3

Has there been any work on supporting vector-style recycling for general data in Haskell? For example running

main = do
  let ls = [1..1000000]
  print ls

with -p states that it allocates a total of 425mb. Running

main = do
  let ls = [1..1000000]
  print ls
  print (ls ++ [1])

with -p states that it allocates ~twice that, at 820mb.

I understand why this is happening, but I'm wondering why GHC does not perform this optimization. I suppose one reason is that it doesn't show up much in real code so the benefits are slight, if anything (but maybe a general way to recycle any inductive structure could give some benefit?). Usually people are told to use other data structures anyways (e.g. Data.Seq).

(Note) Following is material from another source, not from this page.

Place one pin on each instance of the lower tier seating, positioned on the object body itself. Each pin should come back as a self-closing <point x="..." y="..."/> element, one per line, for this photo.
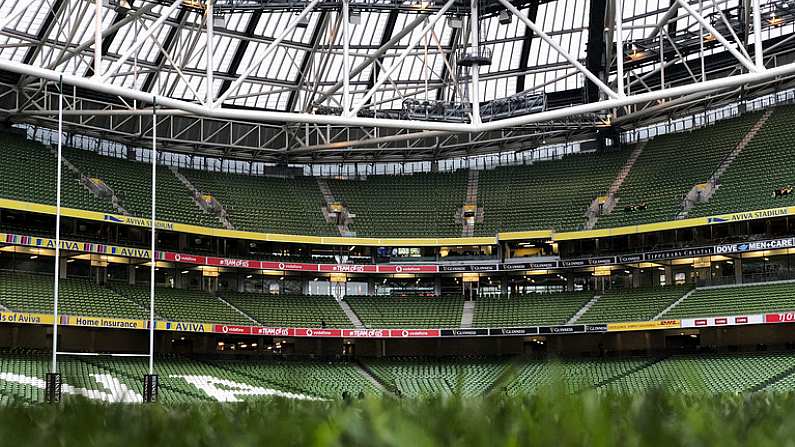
<point x="232" y="379"/>
<point x="724" y="301"/>
<point x="418" y="377"/>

ps - I've seen links to the 'Recycle Your Arrays!' paper by Roman Leshchinskiy, however all links on the web are now dead (and I don't want to pay to read it via Springer)

edit:

When I use deepseq instead of print, I get similar but less extreme results. Without the append I get 80mb and with the append is 136mb. Not as extreme but it's still a bit of memory that, in theory, could be saved.

pdexter
  • 811
  • 8
  • 16
  • 3
    Haskell lists are implemented as singly linked lists. Two such lists can have different "beginnings" and share the same "end", but the converse is impossible. Accordingly, when computing `print (ls ++ [1])`, Haskell has no other choice but to create a copy of the whole list `ls` in memory, only to stick `[1]` at the end, and then print the result. – jub0bs Mar 25 '15 at 00:39
  • 1
    Yes, but in theory at least, it seems that an optimizing compiler could see that the original list is not needed anymore, and simplify modify the original. – kec Mar 25 '15 at 00:43
  • 3
    In this case, you're measuring the memory used by the print. Compare: `print ls` with `print ls >> print ls` with `print (ls++[1])` with what you have ( `print ls >> print (ls++[1])` ) . That said, the list isn't being recycled -- but the memory used by `ls` and `ls++[1]` is a small part of your measurement. – Robert M. Lefkowitz Mar 25 '15 at 04:03
  • @RobertM.Lefkowitz are you sure? I actually already tried this and if my memory serves me, even if I lifted `let ls' = ls ++ [1]` and called print on that twice, the memory only increased by maybe 5mb (so the size was truly double because of the append operation). I'll investigate further – pdexter Mar 25 '15 at 13:14
  • @kec: Actually it isn't that simple because Haskell allows references to be shared. Since `print` uses `IO` sharing can only be allowed if GHC knows exactly what `print` does. Otherwise it could get stuffed into a variable somewhere and accessed later. – Guvante Mar 25 '15 at 16:43
  • Are you compiling with optimizations turned on? `print` calls `show` so would need to build the array of characters in memory unless optimizations were available. I don't know if GHC can stream `putStrLn` or now (which would allow it to avoiding building). Also `ls` likely has to be saved in full form since it is used twice. Also note that there exist several packages in Hackage that would not allocate the list twice by using a different data structure than a list for storage. – Guvante Mar 25 '15 at 16:45
  • @Guvante yes, I'm compiling with optimizations. But wouldn't GHC know exactly what print does? Couldn't it tell that it wasn't shared? Also, yes it can avoid the building, see [my other question](http://stackoverflow.com/questions/29153480/how-does-the-ghc-garbage-collector-runtime-know-that-it-can-create-an-array-i). I'm aware of the hackage packages: my question is more along the lines of if there's been a general way to tackle this in the compiler, as apposed to offering simply other libraries. – pdexter Mar 25 '15 at 17:05
  • @pdexter: Is there a reason you are focusing on allocations? The example is fairly performant from what I can tell and doesn't use much RAM due to laziness being utilized (well the latter kind of does but that is due to call by need, inlining the list would avoid that). – Guvante Mar 25 '15 at 18:24
  • @Guvante sure, but wouldn't the optimization proposed make it even more performant? Allocations take time, e.g. copying a list take O(n). A side-question of mine in this is whether an optimization like this could provide benefits to larger, more complex programs. This is of course a silly example to try to over-optimize, so I'm trying to figure out if it would apply to larger problems. – pdexter Mar 25 '15 at 21:51
  • 1
    @pdexter: Unfortunately inlining the ++ is a non-starter due to the way Haskell does call-by-need. Allowing mutation of things is never allowed to provide lots of other benefits. Sometimes mutation is possible but nothing complex like that ++. This exact optimization is one the user will need to do unfortunately. – Guvante Mar 25 '15 at 21:56

0 Answers0